Apache Flume is a distributed, robust, reliable, and available system for efficiently collecting, aggregating and moving large amounts of log data or streaming event data from different sources to a centralized data store. Its main goal is to deliver log data from various application or web servers to Apache Hadoop's HDFS. Flume supports a large set of sources and destinations types.

The basic components in Flume are as below:

  • Agent: A JVM process that is running flume. It receives the events from Source or other agents and forwards it to its next destination either Sink or another agent. We can have multiple agents in Flume.
  • Event: A single datum or unit of data that flows through a Flume agent. An Event carries a payload of byte array that is accompanied by an optional set of headers.
  • Source: Receives/Consumes Events having a specific format, delivered by an external source like a web server.
    E.g. HTTP Source, JMS Source, Avro Source, Thrift Source, twitter 1% source etc.
  • Sink: A Sink is responsible for removing an Event from the Channel and putting it into an external repository or forwarding it to the next Source at the next hop of the flow.
    E.g. HDFS Sink, Hive Sink, HBase Sink, Avro Sink, Thrift Sink etc.
  • Channel: A passive transient store that holds the Event from a Source until that Event is consumed by a Sink.
    E.g. Memory Channel, File Channel, JDBC Channel etc.

Install FLUME

First we will ssh login to our EdgeNode. We will install FLUME in the same base directory path where we already have our Hadoop binaries & configuration files and all other client tools in /usr/local. Later we will look into a use-case with HDFS as our Sink.
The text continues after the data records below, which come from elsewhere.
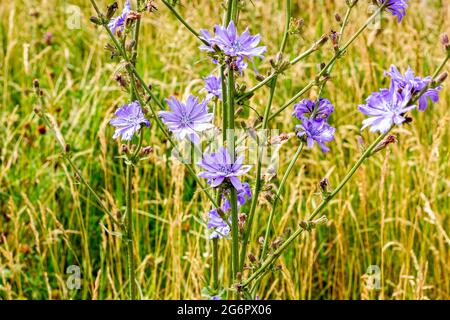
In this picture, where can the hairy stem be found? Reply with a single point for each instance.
(277, 197)
(366, 154)
(268, 262)
(257, 188)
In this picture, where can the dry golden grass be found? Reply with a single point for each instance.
(395, 212)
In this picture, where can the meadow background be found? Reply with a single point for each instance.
(395, 212)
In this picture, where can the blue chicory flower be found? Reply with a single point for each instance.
(119, 21)
(187, 119)
(238, 47)
(243, 196)
(221, 228)
(397, 8)
(416, 85)
(386, 108)
(220, 168)
(213, 86)
(323, 107)
(318, 131)
(128, 121)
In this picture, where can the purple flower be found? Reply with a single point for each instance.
(219, 168)
(243, 196)
(233, 45)
(306, 107)
(397, 8)
(119, 21)
(386, 108)
(128, 121)
(213, 86)
(416, 85)
(221, 228)
(315, 131)
(187, 119)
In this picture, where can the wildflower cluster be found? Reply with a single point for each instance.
(389, 106)
(235, 48)
(314, 127)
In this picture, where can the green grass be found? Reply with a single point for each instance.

root@EdgeNode:~# cd /usr/local

Next, we will download a recent stable release of FLUME from the below Apache site:
http://www-us.apache.org/dist/flume/stable/
Next follow the Installation steps as below:

root@EdgeNode:/usr/local# wget http://www-us.apache.org/dist/flume/stable/apache-flume-1.6.0-bin.tar.gz
root@EdgeNode:/usr/local# tar -xzvf apache-flume-1.6.0-bin.tar.gz >> /dev/null
root@EdgeNode:/usr/local# mv apache-flume-1.6.0-bin /usr/local/flume
root@EdgeNode:/usr/local# rm apache-flume-1.6.0-bin.tar.gz

Next we will set the FLUME Environment variables in the .bashrc file. Append the below lines, save and quit.

root@EdgeNode:/usr/local# vi ~/.bashrc


export FLUME_HOME=/usr/local/flume
export PATH=$PATH:$FLUME_HOME/bin

export CLASSPATH=$CLASSPATH:/usr/local/flume/lib/*:.

Source the environment file.

root@EdgeNode:/usr/local# source ~/.bashrc

Next we need to set the JAVA_HOME in the flume environment file.

root@EdgeNode:/usr/local# cd flume/conf
root@EdgeNode:/usr/local/flume/conf# cp flume-env.sh.template flume-env.sh

Open the file flume-env.sh and set the JAVA_HOME as below:

vi flume-env.sh

export JAVA_HOME=/usr/lib/jvm/java-7-oracle/jre

Now let us validate flume is installed properly:

root@EdgeNode:/usr/local/flume/conf# cd $FLUME_HOME/bin
root@EdgeNode:/usr/local/flume/bin# flume-ng version
Flume 1.6.0
Source code repository: https://git-wip-us.apache.org/repos/asf/flume.git
Revision: 2561a23240a71ba20bf288c7c2cda88f443c2080
Compiled by hshreedharan on Mon May 11 11:15:44 PDT 2015
From source with checksum b29e416802ce9ece3269d34233baf43f

Finally we have installed and configured FLUME. Now let us create a simple flume config file to gather some streaming data.

Flume Configuration

Let us create a sample Flume Agent Configuration. Flume configuration file is a Java property file with key-value pairs. Since we can have multiple agents in Flume, we will configure each agent based on their unique name agent. In order to configure an agent we need to define the Source, Sink & the Channel. We will also bind the Source & Sink to this Channel. Lets take a Sequence Generator Source for our testing purpose. This test source actually generates the events ( generates number starting with 0 and increments by 1 ) continuously.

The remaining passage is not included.